The life expectancy of a Commercial ship is normally lesser as compared to that of a Naval ship. A Naval ship is built to serve for several decades more than that of a merchant vessel. Periodic Refits are planned throughout the life cycle of the Naval ship not only to strengthen the structure but also to ensure that the equipment systems onboard are upgraded to keep pace with the advances in the technology.
Another key area of difference is the decision making process involved in the building of these ships. In the case of commercial ships the power to make important decisions rests mainly with a small group of owners/ owner’s representatives and hence the process of decision making is generally quicker. Whereas in the case of a Naval ship, the key decisions are taken by the empowered group involving uniformed personal, bureaucrats and the politicians. As the warships are built from the tax payers money, a lot of time is spend in deliberations and for following the procedures associated with the government machineries.

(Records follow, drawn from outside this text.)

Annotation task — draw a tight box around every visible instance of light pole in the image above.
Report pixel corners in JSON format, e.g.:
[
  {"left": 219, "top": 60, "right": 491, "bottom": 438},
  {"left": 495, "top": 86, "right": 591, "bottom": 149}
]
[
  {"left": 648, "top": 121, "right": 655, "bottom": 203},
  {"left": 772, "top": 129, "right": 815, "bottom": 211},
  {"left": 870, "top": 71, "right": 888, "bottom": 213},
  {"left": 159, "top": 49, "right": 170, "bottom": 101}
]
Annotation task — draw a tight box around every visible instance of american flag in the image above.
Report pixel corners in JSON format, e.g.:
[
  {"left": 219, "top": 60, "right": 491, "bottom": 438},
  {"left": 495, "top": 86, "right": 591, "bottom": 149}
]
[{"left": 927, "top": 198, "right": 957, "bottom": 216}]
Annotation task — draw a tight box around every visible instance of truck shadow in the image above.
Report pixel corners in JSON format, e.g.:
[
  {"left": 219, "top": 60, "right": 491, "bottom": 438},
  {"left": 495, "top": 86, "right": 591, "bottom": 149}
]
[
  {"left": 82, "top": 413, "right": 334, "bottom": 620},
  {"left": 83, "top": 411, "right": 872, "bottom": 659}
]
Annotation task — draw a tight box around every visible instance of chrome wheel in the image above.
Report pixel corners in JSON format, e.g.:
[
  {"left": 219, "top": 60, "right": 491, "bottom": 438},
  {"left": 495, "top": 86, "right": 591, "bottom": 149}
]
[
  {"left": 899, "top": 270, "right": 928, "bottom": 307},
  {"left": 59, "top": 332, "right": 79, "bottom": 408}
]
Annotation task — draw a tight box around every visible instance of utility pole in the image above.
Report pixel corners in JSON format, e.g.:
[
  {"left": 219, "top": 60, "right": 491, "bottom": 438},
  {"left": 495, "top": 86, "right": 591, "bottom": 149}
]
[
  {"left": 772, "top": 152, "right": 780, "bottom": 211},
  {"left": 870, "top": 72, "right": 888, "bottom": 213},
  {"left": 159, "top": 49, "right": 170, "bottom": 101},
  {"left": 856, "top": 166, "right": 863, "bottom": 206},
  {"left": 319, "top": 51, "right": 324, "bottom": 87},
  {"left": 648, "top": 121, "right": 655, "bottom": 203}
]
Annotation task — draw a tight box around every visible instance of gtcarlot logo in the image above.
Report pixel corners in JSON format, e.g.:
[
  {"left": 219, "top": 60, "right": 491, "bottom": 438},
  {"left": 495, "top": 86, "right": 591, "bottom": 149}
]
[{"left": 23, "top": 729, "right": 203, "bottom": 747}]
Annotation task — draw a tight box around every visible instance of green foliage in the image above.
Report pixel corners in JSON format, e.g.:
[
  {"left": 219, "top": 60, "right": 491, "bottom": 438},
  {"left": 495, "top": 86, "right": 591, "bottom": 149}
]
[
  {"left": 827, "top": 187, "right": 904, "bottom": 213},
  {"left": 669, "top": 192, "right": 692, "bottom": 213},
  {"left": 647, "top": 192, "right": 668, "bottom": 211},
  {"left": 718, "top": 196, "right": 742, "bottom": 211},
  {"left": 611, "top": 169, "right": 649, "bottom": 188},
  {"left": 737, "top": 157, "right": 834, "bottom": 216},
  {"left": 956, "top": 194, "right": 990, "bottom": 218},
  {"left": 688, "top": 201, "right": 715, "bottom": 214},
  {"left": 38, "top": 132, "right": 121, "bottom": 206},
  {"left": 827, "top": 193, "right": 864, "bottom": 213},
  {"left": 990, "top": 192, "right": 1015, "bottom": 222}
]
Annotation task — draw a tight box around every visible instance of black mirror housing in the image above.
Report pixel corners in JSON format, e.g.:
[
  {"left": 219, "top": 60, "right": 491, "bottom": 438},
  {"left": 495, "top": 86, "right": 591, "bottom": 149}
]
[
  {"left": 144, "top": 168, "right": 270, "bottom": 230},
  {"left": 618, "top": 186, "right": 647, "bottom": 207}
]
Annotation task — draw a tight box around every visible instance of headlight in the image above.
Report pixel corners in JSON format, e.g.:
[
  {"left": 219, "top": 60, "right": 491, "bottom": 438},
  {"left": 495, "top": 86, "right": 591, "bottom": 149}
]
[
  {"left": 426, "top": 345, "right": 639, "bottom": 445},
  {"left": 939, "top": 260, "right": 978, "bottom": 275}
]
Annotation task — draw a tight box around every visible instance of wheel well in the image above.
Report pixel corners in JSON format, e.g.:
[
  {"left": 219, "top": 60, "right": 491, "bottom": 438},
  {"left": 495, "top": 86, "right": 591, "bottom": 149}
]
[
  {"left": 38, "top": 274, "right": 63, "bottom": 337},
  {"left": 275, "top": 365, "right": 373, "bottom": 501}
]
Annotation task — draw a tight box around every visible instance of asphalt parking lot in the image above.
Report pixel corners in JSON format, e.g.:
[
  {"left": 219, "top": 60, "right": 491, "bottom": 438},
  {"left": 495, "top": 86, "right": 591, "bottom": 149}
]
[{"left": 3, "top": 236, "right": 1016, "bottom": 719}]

The opportunities and business volume in Naval shipbuilding is huge and steadily growing to certain extend. However the global financial crises have forced the governments of many countries to implement measures to reduce the cost overruns in the defence programs- especially that of warship acquisitions. It is therefore more prudent for the commercial yards embarking in to the Naval Shipbuilding to understand the differences in the commercial and Naval ship building practices and come up with solutions which are not only economical but also meets the specific requirements of these programs.